Responding to questions about data security

Hi folks,

I'm a professor at a university and I have a concern about the security of RStudio (e.g., server, desktop, etc.) and also R. I'm exposing my students to data science via RStudio, many of whom then take R/Rstudio into the workplace.

An instance occurred recently where one student was interrogated by their CEO regarding the use of R for data analytics, and I'd like to have someone's perspective on how to respond.

In this instance, the CEO was particularly concerned that because R is an "open source" tool, they cannot verify that (for instance) some Russian hacker created a package that could (unbeknownst to them) be capable of downloading all of an organization's data and shipping it to Moscow (hypothetically). The CEO, in essence, didn't trust the open-source nature of R and RStudio.

As an institution, we were then approached and asked to teach our students tools that were certified in some manner (e.g., I was asked to consider Excel; a colleague recommended STATA).
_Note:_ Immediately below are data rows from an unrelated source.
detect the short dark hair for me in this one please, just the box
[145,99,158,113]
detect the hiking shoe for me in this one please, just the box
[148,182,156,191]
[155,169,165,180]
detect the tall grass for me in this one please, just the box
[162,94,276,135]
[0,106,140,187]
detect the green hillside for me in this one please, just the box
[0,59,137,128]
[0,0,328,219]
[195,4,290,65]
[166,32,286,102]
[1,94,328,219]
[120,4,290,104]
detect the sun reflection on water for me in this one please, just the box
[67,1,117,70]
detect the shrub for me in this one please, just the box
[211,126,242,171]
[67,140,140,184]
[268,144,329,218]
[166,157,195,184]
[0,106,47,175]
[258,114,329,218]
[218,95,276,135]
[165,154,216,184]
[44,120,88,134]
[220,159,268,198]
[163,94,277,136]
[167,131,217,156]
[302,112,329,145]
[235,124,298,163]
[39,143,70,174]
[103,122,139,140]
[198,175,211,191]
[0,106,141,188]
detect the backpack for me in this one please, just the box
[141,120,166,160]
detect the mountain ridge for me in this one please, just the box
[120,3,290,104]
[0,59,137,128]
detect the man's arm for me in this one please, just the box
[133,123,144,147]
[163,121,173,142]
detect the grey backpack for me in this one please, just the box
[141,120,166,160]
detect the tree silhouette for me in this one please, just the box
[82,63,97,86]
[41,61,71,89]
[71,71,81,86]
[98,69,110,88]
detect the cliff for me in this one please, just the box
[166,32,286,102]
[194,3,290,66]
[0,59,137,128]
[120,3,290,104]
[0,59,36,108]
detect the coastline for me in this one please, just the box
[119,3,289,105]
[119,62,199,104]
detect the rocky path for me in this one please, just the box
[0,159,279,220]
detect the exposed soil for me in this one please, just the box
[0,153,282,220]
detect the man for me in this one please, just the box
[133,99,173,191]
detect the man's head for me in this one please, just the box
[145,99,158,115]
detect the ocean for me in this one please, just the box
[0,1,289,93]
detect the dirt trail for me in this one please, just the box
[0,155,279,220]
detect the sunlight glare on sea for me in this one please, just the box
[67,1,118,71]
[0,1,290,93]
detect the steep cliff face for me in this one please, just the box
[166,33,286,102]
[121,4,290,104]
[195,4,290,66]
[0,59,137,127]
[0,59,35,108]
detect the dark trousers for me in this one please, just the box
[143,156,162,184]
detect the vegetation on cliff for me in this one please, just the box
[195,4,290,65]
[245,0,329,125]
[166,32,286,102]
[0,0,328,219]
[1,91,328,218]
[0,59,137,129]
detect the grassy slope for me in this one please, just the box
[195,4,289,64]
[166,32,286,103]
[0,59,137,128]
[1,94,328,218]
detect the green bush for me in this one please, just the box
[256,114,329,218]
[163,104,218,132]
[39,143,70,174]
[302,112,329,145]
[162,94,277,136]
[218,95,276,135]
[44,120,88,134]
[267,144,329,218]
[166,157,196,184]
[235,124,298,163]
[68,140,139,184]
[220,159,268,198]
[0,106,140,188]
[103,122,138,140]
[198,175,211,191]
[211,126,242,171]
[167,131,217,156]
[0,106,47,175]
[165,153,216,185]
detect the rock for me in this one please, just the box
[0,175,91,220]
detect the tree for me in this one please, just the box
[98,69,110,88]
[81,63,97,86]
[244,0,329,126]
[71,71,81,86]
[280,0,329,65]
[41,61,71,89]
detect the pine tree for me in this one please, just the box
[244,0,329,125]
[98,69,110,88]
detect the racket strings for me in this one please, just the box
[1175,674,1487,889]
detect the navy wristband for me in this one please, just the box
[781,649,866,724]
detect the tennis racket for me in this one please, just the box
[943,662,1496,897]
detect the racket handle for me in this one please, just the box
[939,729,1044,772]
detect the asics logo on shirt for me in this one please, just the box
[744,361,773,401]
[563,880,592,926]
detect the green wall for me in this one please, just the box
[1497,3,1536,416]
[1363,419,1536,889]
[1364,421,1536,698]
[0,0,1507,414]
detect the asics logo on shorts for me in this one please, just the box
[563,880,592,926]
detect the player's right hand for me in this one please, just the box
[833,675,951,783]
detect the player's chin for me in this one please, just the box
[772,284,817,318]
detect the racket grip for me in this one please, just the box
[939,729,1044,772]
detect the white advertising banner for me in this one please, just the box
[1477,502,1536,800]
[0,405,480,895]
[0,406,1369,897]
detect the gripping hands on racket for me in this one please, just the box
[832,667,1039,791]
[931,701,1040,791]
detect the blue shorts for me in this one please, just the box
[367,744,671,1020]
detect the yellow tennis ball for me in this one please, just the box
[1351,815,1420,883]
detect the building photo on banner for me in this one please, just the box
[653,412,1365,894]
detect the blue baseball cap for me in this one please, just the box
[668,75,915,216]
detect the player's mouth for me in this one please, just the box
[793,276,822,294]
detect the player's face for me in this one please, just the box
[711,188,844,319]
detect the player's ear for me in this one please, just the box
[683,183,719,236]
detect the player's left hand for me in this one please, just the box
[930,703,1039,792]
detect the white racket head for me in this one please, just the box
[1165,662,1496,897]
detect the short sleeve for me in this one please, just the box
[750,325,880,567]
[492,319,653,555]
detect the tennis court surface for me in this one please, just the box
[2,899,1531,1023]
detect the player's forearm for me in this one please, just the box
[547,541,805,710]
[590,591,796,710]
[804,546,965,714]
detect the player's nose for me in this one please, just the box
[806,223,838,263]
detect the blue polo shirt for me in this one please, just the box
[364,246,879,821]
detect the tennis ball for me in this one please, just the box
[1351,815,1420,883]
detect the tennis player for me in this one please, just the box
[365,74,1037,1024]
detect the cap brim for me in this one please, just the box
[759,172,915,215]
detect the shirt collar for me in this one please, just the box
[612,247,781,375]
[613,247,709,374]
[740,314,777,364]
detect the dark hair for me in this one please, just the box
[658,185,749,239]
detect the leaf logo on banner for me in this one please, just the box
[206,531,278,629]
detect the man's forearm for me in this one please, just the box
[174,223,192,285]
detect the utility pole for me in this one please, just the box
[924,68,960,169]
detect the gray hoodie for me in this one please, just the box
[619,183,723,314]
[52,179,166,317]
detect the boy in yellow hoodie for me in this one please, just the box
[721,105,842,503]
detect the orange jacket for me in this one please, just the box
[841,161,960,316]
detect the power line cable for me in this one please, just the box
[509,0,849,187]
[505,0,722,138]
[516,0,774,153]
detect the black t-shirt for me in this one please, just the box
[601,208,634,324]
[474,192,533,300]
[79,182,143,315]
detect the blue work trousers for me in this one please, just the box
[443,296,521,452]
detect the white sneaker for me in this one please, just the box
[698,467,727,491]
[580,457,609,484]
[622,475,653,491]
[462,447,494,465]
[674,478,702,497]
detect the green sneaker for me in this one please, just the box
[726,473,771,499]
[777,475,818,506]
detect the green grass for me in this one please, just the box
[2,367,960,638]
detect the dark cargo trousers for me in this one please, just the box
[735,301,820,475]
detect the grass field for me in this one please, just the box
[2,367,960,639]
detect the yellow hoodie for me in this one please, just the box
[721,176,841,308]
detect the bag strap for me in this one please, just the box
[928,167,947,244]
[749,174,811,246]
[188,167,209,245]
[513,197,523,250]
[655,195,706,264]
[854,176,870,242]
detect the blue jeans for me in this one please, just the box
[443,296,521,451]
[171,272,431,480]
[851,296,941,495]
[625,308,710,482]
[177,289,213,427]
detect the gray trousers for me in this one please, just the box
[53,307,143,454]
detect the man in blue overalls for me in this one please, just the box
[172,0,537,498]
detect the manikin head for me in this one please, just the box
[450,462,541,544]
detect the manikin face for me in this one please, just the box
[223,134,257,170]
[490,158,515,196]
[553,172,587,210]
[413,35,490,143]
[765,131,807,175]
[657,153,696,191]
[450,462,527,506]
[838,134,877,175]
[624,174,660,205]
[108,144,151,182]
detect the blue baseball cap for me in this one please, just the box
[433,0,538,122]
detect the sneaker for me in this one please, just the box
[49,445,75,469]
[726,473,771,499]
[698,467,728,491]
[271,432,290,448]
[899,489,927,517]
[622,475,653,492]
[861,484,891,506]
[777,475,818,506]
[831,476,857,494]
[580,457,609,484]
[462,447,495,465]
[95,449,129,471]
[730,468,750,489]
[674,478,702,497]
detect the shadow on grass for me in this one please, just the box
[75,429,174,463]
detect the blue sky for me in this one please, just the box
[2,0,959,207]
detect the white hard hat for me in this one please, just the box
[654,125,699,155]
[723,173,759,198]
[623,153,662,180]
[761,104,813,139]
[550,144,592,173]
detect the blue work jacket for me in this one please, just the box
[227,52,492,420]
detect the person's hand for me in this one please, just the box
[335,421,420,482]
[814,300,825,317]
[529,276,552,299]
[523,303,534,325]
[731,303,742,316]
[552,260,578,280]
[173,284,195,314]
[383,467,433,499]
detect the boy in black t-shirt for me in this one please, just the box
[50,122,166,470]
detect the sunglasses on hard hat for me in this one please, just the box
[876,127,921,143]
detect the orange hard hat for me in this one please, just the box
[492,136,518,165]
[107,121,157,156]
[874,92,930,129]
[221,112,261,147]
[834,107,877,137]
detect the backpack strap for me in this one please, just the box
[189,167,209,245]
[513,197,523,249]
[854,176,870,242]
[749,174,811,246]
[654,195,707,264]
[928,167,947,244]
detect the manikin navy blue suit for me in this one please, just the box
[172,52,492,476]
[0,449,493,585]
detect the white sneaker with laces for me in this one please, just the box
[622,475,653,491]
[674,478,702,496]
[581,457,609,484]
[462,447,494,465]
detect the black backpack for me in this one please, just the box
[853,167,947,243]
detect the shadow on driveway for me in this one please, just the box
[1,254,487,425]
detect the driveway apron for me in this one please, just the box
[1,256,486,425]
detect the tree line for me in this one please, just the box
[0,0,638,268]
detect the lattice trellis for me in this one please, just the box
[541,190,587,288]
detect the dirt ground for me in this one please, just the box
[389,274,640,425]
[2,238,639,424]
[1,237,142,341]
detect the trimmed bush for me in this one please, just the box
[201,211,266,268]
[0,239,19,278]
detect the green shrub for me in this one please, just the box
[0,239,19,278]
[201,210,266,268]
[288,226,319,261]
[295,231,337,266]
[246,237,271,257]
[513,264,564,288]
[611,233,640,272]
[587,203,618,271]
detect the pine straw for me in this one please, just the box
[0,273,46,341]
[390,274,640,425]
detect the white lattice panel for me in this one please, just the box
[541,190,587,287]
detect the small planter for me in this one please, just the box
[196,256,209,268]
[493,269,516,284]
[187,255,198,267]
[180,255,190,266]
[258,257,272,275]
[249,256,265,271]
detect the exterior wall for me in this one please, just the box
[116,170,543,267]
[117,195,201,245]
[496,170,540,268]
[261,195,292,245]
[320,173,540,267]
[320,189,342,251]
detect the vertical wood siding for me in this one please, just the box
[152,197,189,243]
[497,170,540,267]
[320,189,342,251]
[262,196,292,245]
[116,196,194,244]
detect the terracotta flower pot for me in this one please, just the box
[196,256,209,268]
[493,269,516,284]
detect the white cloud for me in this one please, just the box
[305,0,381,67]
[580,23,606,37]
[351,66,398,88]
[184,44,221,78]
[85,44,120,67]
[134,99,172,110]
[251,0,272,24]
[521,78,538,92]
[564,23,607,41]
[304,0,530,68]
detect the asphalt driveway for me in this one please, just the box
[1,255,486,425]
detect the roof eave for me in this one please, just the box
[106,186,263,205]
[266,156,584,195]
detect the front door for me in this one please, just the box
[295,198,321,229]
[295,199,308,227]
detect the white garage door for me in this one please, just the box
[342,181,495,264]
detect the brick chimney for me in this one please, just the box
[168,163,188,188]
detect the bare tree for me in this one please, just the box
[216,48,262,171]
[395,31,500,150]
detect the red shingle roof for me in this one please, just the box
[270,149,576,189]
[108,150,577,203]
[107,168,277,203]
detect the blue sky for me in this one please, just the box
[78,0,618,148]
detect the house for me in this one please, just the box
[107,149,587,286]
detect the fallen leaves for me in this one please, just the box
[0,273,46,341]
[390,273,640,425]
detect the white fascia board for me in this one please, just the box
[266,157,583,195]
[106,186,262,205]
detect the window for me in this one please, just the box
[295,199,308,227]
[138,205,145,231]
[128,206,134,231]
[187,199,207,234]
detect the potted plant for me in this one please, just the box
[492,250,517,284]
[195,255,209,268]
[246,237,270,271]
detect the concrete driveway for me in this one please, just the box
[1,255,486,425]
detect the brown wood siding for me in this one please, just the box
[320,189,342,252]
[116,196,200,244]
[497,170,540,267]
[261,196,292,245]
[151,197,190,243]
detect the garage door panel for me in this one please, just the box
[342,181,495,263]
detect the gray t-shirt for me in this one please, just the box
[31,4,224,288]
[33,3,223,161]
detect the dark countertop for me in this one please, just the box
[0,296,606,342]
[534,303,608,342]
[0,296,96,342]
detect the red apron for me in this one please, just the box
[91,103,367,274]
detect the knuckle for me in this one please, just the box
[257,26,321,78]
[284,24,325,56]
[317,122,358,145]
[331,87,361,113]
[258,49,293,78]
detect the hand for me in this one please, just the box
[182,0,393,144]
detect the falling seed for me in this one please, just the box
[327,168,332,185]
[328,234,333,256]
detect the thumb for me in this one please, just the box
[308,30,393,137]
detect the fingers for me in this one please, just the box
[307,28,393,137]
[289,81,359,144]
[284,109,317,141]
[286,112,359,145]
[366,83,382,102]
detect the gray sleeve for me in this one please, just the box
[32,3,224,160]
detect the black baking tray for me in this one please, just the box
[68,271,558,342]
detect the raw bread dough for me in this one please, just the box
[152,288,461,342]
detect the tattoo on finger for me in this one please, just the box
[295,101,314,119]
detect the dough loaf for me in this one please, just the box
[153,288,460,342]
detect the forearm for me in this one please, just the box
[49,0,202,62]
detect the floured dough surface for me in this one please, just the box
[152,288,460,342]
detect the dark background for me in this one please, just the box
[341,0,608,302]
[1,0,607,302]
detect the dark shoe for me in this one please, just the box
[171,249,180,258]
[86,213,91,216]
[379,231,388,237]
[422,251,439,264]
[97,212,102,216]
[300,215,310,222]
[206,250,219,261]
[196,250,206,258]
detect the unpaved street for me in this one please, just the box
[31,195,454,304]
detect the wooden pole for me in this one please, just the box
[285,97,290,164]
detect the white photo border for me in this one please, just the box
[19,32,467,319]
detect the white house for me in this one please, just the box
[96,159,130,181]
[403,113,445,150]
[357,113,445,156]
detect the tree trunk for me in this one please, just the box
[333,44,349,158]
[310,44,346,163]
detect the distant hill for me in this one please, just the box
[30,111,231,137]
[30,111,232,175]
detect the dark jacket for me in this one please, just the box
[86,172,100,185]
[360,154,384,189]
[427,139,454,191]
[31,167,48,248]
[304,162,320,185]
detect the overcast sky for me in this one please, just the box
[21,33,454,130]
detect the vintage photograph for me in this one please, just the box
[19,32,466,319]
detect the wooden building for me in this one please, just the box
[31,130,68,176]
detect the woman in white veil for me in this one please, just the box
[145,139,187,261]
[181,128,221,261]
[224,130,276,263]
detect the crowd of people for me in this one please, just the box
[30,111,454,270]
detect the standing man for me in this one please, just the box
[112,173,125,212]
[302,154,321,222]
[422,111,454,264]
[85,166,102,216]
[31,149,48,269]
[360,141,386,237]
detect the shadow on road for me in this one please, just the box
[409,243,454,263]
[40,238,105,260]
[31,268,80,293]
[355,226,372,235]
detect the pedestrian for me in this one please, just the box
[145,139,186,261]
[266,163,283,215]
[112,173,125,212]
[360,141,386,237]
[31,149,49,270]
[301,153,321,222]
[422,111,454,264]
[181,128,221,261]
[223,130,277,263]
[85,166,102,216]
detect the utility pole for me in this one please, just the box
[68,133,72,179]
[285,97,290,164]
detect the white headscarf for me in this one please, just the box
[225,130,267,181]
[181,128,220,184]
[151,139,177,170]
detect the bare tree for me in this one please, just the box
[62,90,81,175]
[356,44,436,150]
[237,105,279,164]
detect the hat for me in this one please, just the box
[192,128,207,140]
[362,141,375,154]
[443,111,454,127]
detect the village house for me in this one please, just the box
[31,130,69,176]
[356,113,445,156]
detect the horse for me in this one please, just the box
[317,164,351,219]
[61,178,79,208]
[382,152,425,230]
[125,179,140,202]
I don't think this is necessary and I suspect that this isn't really an issue, but I was not quite sure how to respond.

Does anyone have any guidance?

Thanks in advance,

Chris

1 Like

I first wrote a long answer, but I think my main point doesn't need a long text :slight_smile:

For people who use that type of arguments as this CEO, I don't think evidence is going to do it for them. They are set in their ways and if they wanted to learn about something new, they have every opportunity. R/Python/RStudio are used in all manner of "certified" situations and it's just like any other tool (open source or otherwise) -- attack surface depends on competence of people who deploy such systems, not necessarily on a tool itself.

Isn't this exactly the wrong way around.
In open source software, you can take the time to read the source code and see what if does. You can rewrite it (make your own version) if you don't like something (like objecting to spinning up an email sender and mailing out your data...)
How can you validate a closed source binary? You cant, what you can do is pay someone for that binary, and then try to hold them legally liable if something bad happens from its contents.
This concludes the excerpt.